The dialer and the phonebook share a single app, but two shortcuts bring you straight to the tab you need. The flat UI fits in well with the rest of the MIUI styling. It uses a tabbed interface - recents and dialer on the first and the contact list on the second.
Call recording is available - the files can be saved either on your device or on your MiCloud.
The dialer looks a little dull on the surface, but is actually packing quite a bit of advanced functionality. It can automatically recognize business numbers, as well as scan contacts thanks to the Xiaomi's Caller ID database. Sadly, the bulk of these features are useful only on the Chinese market.
Not only did Xiaomi include a more conventional earpiece in the Mix 2, but decided to leverage it for multimedia purposes as well. Yes, the Mi Mix 2 actually has a hybrid stereo speaker setup, of sorts. The earpiece does try its best to reproduce a left or right channel, depending on which way you hold the phone, but it is a lot weaker than the main bottom-mounted speaker.
Still, it definitely adds to the media consumption experience, since it directs some of the sound straight your way.
|Speakerphone test||Voice, dB||Ringing ||Overall score|
As for the primary speaker, it can get pretty loud and managed to get a Very Good score in our tests. In fact, only a few points separate it from the Excellent mark. The sound it produces is also pretty clear. Highs tend to get distorted a bit, with some particular pitches coming out on the unpleasant side. Still, overall, its a well-rounded setup.
The Mi Mix 2 offers an excellent file managing app called Explorer, which lets you browse the files in its internal storage and group them by type.
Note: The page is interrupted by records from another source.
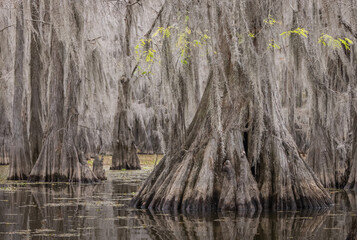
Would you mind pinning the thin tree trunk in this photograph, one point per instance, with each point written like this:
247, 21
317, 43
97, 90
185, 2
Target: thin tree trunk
20, 164
36, 68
MIUI also offers a Security app. It can scan your phone for malware, manage your blacklist, manage or restrict your data usage, configure battery behavior, and free up some RAM. It can also manage the permissions of your installed apps.
The Security app also allows you to define the battery behavior of selected apps and applies restrictions only to the apps you choose.
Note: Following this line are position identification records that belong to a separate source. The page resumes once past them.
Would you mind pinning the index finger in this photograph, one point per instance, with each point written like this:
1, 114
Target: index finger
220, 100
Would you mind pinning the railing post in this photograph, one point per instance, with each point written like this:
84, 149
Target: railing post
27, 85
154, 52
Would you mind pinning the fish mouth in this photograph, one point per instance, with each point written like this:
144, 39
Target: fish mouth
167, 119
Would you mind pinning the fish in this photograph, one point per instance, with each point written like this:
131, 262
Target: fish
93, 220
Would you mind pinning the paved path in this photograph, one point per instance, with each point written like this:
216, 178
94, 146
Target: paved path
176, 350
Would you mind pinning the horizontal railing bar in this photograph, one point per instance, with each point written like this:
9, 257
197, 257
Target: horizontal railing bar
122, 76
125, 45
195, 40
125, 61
Despite some bold claims in the MIUI forum, the Mi Mix 2 does not have an IR blaster. This can be confirmed by opening Xiaomi's MiRemote app. Oddly enough, the software on our review unit got the Chinese version of the app, despite the fact that we have seen an English one on previous devices. It can still be useful, if you have equipment, like Xiaomi Android boxes, which the app recognizes and is more than happy to take control of with no authentication required (though that's just a bit worrying).
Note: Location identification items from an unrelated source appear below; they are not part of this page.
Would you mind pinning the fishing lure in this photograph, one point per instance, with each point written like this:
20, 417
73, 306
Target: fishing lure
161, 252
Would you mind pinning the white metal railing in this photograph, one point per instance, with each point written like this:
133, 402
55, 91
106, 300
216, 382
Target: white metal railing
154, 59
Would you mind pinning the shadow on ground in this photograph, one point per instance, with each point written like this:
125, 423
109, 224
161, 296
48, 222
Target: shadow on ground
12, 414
While on the topic of non-regionalized apps that somehow made it into our Global ROM, there are quite a few. Our Chinese is not that good, so we only have impressions to go by. One app only has the Xiaomi logo and looks like a hub of sorts. There is also a News feed with various sources. The Reader app might have an English title, but its contents are also not translated.
There are a few other Chinese apps scattered around the interface. Luckily enough, you can simply uninstall them.
One app you might actually consider leaving is Mi Home. In case you own some other Xiaomi devices, that is. It is a really convenient way to manage them, since it operates on a plug-in scheme, simply pulling in any components it needs to manage your hardware. Here you can see it handling a Mi router and a Miija m365 electric scooter.
We like the Compass app. It has a clean interface, shows the magnetic directions, and doubles as a level meter. If you lift the phone up, then you'll get a nice augmented reality view with a real-time overlay of East/West/North/South.
The Calculator app supports advanced calculations and conversions, including web-sourced currency rates. And finally, the Notes app offers templates and checklists support.
Last, but not least, the Mix 2 has a dedicated Recorder app, with quite a few options, and there's a barcode scanner app - it seems kind of redundant, since the main camera can already be configured to handle that as well.